The accomplishments of the teams so far have been remarkable. To cite just a few:

  • The U.S. Food and Drug Administration (FDA) accelerated approval of a drug to treat advanced breast cancer in post-menopausal women, Ibrance (palbociclib), after the SU2C Breast Cancer Dream Team showed dramatically increased survival in women taking it.
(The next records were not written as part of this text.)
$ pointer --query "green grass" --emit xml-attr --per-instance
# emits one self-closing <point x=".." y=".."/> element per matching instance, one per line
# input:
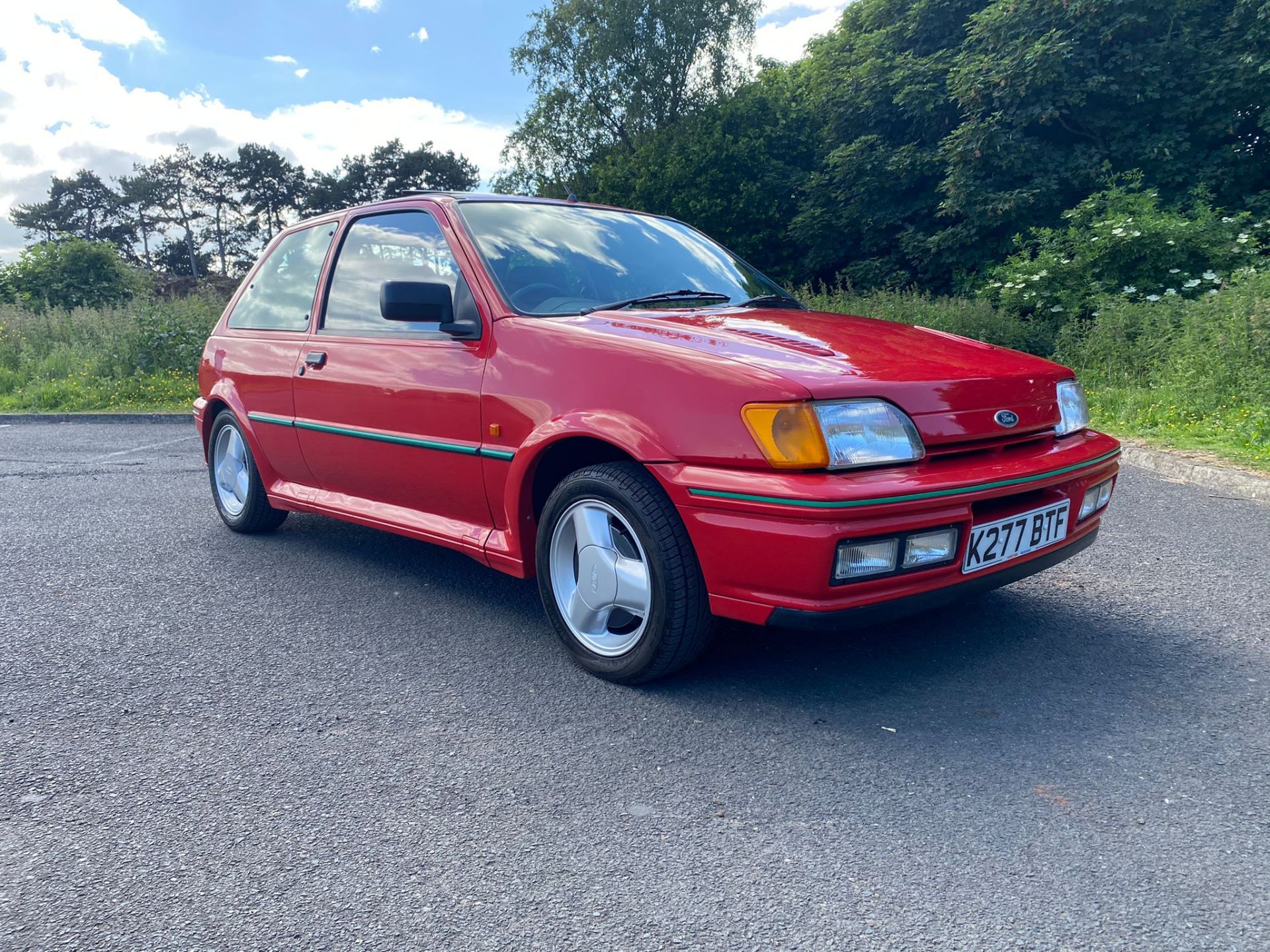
<point x="163" y="391"/>
<point x="1193" y="375"/>
<point x="138" y="357"/>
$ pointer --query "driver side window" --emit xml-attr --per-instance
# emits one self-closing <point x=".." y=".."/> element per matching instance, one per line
<point x="392" y="247"/>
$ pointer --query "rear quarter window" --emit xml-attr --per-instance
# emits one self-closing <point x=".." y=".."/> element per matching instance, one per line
<point x="281" y="294"/>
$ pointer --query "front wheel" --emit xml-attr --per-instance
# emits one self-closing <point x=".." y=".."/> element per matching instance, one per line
<point x="237" y="484"/>
<point x="618" y="575"/>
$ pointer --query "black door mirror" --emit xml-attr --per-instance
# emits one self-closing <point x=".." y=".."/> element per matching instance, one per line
<point x="425" y="301"/>
<point x="417" y="301"/>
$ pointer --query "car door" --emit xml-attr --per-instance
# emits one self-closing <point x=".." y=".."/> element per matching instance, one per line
<point x="263" y="339"/>
<point x="388" y="413"/>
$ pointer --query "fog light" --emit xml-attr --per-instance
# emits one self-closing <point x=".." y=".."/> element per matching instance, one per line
<point x="930" y="547"/>
<point x="859" y="560"/>
<point x="1095" y="498"/>
<point x="1104" y="494"/>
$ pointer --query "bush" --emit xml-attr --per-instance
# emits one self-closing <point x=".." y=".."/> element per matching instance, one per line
<point x="70" y="273"/>
<point x="1121" y="244"/>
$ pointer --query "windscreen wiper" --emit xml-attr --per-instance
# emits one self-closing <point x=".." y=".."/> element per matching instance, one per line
<point x="665" y="296"/>
<point x="773" y="301"/>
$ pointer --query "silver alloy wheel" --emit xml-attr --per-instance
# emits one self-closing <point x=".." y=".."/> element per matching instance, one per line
<point x="229" y="465"/>
<point x="600" y="578"/>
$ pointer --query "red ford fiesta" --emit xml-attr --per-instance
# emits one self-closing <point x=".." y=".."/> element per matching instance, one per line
<point x="618" y="405"/>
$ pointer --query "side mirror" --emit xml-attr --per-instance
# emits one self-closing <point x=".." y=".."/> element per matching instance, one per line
<point x="425" y="301"/>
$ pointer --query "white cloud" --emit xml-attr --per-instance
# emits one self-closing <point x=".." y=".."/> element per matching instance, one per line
<point x="98" y="20"/>
<point x="786" y="26"/>
<point x="62" y="110"/>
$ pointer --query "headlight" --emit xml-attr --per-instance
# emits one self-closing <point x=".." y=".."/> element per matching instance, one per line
<point x="833" y="434"/>
<point x="1072" y="408"/>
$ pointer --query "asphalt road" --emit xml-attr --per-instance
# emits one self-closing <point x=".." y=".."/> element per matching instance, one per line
<point x="332" y="738"/>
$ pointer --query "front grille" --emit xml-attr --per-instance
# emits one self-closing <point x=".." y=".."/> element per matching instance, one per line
<point x="995" y="444"/>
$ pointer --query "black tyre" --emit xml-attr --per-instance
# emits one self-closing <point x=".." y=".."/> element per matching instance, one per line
<point x="618" y="575"/>
<point x="237" y="485"/>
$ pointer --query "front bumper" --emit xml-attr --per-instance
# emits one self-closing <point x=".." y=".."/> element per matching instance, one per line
<point x="926" y="601"/>
<point x="766" y="539"/>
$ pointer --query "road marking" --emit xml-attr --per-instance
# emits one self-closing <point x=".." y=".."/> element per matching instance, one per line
<point x="138" y="450"/>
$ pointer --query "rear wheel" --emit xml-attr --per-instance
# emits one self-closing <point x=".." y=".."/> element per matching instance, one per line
<point x="618" y="575"/>
<point x="237" y="487"/>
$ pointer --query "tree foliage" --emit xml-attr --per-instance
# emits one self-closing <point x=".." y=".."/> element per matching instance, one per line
<point x="193" y="215"/>
<point x="389" y="171"/>
<point x="69" y="273"/>
<point x="920" y="138"/>
<point x="607" y="73"/>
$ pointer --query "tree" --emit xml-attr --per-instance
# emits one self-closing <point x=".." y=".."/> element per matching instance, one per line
<point x="606" y="73"/>
<point x="81" y="206"/>
<point x="70" y="273"/>
<point x="173" y="258"/>
<point x="216" y="188"/>
<point x="175" y="178"/>
<point x="272" y="187"/>
<point x="879" y="87"/>
<point x="1054" y="95"/>
<point x="38" y="220"/>
<point x="142" y="197"/>
<point x="386" y="172"/>
<point x="733" y="169"/>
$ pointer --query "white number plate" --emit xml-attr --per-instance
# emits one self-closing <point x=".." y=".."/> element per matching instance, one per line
<point x="996" y="542"/>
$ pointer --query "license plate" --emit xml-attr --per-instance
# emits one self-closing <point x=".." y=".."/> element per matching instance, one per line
<point x="996" y="542"/>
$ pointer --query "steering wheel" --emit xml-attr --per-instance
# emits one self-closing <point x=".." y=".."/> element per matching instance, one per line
<point x="545" y="291"/>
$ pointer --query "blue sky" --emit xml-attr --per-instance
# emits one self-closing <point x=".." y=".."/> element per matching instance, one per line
<point x="103" y="84"/>
<point x="224" y="45"/>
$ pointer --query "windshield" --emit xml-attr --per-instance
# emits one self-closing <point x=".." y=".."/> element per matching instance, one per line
<point x="567" y="259"/>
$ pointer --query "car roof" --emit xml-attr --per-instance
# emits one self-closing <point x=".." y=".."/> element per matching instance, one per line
<point x="452" y="197"/>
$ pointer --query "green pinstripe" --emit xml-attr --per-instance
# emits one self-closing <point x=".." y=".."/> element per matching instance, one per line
<point x="440" y="446"/>
<point x="908" y="498"/>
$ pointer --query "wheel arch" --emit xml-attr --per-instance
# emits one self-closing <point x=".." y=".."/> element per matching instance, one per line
<point x="544" y="461"/>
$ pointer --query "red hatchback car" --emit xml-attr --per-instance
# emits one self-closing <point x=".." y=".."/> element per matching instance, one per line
<point x="614" y="403"/>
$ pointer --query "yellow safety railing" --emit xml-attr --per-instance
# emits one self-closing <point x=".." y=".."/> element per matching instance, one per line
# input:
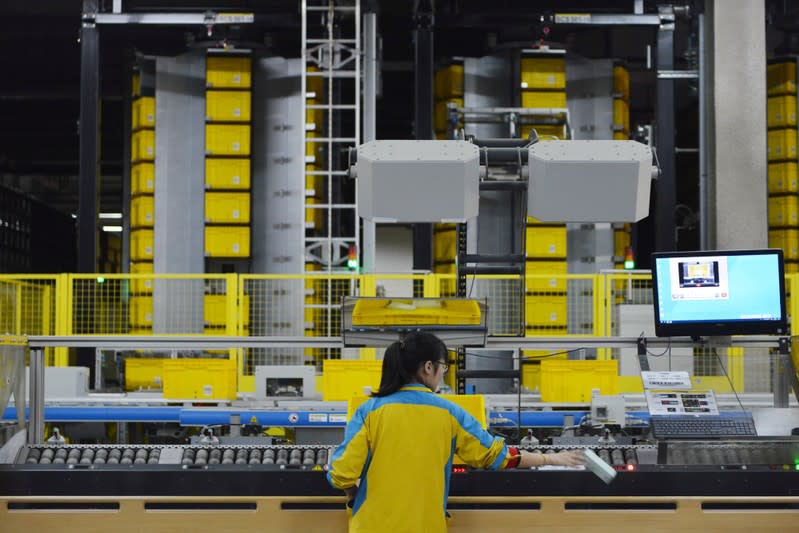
<point x="308" y="304"/>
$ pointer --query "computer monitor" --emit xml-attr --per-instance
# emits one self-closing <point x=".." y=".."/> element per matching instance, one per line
<point x="710" y="293"/>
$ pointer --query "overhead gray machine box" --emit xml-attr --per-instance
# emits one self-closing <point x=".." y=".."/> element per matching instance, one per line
<point x="589" y="181"/>
<point x="417" y="181"/>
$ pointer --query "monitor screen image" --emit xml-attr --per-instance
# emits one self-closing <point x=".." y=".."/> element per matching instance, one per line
<point x="735" y="292"/>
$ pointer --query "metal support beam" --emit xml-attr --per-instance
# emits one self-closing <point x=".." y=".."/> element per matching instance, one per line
<point x="423" y="118"/>
<point x="36" y="398"/>
<point x="89" y="130"/>
<point x="666" y="188"/>
<point x="370" y="68"/>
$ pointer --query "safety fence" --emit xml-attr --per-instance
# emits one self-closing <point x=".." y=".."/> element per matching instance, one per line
<point x="261" y="305"/>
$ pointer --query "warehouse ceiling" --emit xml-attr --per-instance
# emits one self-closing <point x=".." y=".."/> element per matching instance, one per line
<point x="40" y="62"/>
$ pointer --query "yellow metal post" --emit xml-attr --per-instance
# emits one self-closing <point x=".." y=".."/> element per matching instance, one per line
<point x="63" y="305"/>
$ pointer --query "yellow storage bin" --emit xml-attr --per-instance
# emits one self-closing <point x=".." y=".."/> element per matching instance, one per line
<point x="449" y="82"/>
<point x="546" y="310"/>
<point x="781" y="78"/>
<point x="782" y="211"/>
<point x="141" y="245"/>
<point x="227" y="173"/>
<point x="543" y="73"/>
<point x="143" y="112"/>
<point x="200" y="378"/>
<point x="781" y="111"/>
<point x="142" y="178"/>
<point x="226" y="139"/>
<point x="344" y="378"/>
<point x="546" y="242"/>
<point x="141" y="311"/>
<point x="441" y="116"/>
<point x="787" y="239"/>
<point x="227" y="207"/>
<point x="215" y="310"/>
<point x="546" y="276"/>
<point x="142" y="211"/>
<point x="782" y="177"/>
<point x="621" y="240"/>
<point x="621" y="82"/>
<point x="227" y="241"/>
<point x="143" y="373"/>
<point x="781" y="144"/>
<point x="142" y="146"/>
<point x="387" y="312"/>
<point x="444" y="245"/>
<point x="575" y="381"/>
<point x="228" y="72"/>
<point x="141" y="285"/>
<point x="544" y="131"/>
<point x="621" y="114"/>
<point x="227" y="106"/>
<point x="544" y="99"/>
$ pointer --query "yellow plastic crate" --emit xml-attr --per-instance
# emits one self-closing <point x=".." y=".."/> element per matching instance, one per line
<point x="387" y="312"/>
<point x="231" y="72"/>
<point x="226" y="139"/>
<point x="141" y="311"/>
<point x="227" y="106"/>
<point x="544" y="99"/>
<point x="544" y="131"/>
<point x="782" y="211"/>
<point x="621" y="114"/>
<point x="141" y="285"/>
<point x="575" y="381"/>
<point x="546" y="242"/>
<point x="546" y="310"/>
<point x="621" y="240"/>
<point x="441" y="116"/>
<point x="142" y="211"/>
<point x="621" y="82"/>
<point x="215" y="310"/>
<point x="142" y="178"/>
<point x="227" y="207"/>
<point x="449" y="82"/>
<point x="543" y="73"/>
<point x="227" y="241"/>
<point x="142" y="146"/>
<point x="201" y="379"/>
<point x="546" y="275"/>
<point x="445" y="244"/>
<point x="143" y="113"/>
<point x="227" y="173"/>
<point x="781" y="144"/>
<point x="141" y="245"/>
<point x="781" y="111"/>
<point x="781" y="78"/>
<point x="344" y="378"/>
<point x="782" y="177"/>
<point x="143" y="373"/>
<point x="787" y="239"/>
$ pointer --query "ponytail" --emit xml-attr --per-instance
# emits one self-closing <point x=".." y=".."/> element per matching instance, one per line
<point x="403" y="358"/>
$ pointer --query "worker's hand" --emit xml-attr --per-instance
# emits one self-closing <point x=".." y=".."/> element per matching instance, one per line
<point x="567" y="458"/>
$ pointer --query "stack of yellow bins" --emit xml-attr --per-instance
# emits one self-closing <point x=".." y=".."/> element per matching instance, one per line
<point x="142" y="204"/>
<point x="227" y="151"/>
<point x="783" y="194"/>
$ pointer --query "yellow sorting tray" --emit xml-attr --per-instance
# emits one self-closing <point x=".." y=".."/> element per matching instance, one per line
<point x="387" y="312"/>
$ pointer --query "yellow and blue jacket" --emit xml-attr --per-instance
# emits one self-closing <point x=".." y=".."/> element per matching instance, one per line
<point x="400" y="447"/>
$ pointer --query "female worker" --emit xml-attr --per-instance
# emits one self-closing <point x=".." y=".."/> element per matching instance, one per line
<point x="396" y="458"/>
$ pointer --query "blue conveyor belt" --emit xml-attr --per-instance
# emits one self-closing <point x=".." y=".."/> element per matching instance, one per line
<point x="198" y="416"/>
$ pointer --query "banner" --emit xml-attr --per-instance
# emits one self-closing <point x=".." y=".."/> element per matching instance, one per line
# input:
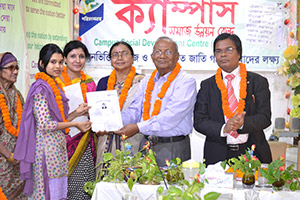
<point x="192" y="24"/>
<point x="12" y="38"/>
<point x="46" y="22"/>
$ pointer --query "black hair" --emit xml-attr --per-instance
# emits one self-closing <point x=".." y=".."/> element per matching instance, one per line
<point x="45" y="54"/>
<point x="165" y="38"/>
<point x="75" y="44"/>
<point x="232" y="37"/>
<point x="117" y="44"/>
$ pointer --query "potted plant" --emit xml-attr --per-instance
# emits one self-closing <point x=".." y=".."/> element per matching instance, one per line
<point x="279" y="176"/>
<point x="186" y="190"/>
<point x="246" y="163"/>
<point x="174" y="171"/>
<point x="121" y="167"/>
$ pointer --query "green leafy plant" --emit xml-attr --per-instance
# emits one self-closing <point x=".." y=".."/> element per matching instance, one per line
<point x="121" y="167"/>
<point x="185" y="190"/>
<point x="278" y="172"/>
<point x="174" y="171"/>
<point x="247" y="163"/>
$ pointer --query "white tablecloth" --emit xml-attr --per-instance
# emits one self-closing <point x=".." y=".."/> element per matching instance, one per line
<point x="116" y="191"/>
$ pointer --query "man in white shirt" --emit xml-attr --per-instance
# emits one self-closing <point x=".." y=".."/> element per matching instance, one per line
<point x="233" y="106"/>
<point x="163" y="106"/>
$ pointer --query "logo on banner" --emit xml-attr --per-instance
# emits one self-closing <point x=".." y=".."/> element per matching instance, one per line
<point x="91" y="13"/>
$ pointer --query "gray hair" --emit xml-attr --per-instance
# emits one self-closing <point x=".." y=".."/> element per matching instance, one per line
<point x="165" y="38"/>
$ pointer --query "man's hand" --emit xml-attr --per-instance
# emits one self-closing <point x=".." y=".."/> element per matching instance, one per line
<point x="235" y="122"/>
<point x="129" y="130"/>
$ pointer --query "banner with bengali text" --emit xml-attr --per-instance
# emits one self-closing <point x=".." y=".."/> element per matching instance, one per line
<point x="46" y="22"/>
<point x="193" y="24"/>
<point x="12" y="37"/>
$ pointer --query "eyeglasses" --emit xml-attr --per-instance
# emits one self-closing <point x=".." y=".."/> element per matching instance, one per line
<point x="12" y="67"/>
<point x="228" y="50"/>
<point x="159" y="53"/>
<point x="123" y="54"/>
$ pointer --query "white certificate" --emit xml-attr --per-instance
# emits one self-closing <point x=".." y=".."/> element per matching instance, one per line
<point x="105" y="111"/>
<point x="74" y="94"/>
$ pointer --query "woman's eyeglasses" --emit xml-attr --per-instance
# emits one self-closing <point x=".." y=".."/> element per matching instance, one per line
<point x="12" y="67"/>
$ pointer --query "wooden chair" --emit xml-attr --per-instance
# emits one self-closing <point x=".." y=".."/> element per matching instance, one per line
<point x="277" y="149"/>
<point x="298" y="157"/>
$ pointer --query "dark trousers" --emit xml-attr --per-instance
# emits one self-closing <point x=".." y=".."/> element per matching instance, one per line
<point x="171" y="150"/>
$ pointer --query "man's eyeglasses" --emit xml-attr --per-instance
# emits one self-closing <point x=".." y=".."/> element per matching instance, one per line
<point x="12" y="67"/>
<point x="228" y="50"/>
<point x="159" y="53"/>
<point x="123" y="54"/>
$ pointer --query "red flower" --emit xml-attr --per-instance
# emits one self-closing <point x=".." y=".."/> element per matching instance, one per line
<point x="148" y="158"/>
<point x="123" y="137"/>
<point x="167" y="162"/>
<point x="281" y="168"/>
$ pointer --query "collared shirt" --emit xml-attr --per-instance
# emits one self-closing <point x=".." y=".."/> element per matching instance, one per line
<point x="236" y="87"/>
<point x="175" y="116"/>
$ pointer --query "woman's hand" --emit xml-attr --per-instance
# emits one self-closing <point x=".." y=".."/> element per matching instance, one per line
<point x="101" y="133"/>
<point x="12" y="160"/>
<point x="84" y="126"/>
<point x="83" y="109"/>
  • Based on work by the SU2C Pancreatic Cancer Dream Team, the FDA approved a new combination of drugs that enables longer survival in patients with advanced pancreatic cancer. They have also developed a new method of identifying pancreatic tumors that have spread to the brain and liver, which could significantly aid in diagnosis.
  • The SU2C-CRI Cancer Immunology Dream Team is using a new approach called adoptive cell therapy that takes a patient’s own immune cells, modifies them in the laboratory into cancer killing armies, and then returns them to the patient. The team is running some of the first clinical trials combining adoptive cell therapy in combination with checkpoint inhibitors.
  • The SU2C Cancer Epigenetics Dream Team also conducted a clinical trial of an experimental drug for certain types of leukemia, quickly moving the drug from the lab to its first use in humans.
  • The SU2C-MRA Melanoma Dream Team received the first FDA approval for a new approach to rapid genetic profiling of melanoma, which the team is using in a national clinical trial to match drugs to individual tumors based on their genetic characteristics –an example of “precision” medicine.

Founded eight years ago by nine women whose lives had been deeply affected by cancer, Stand Up To Cancer has become a world-class initiative with the highest scientific standards. It is serving as a model for other philanthropic endeavors. Its approach to translational research is an important complement to the basic research that is critically important to our understanding of cancer.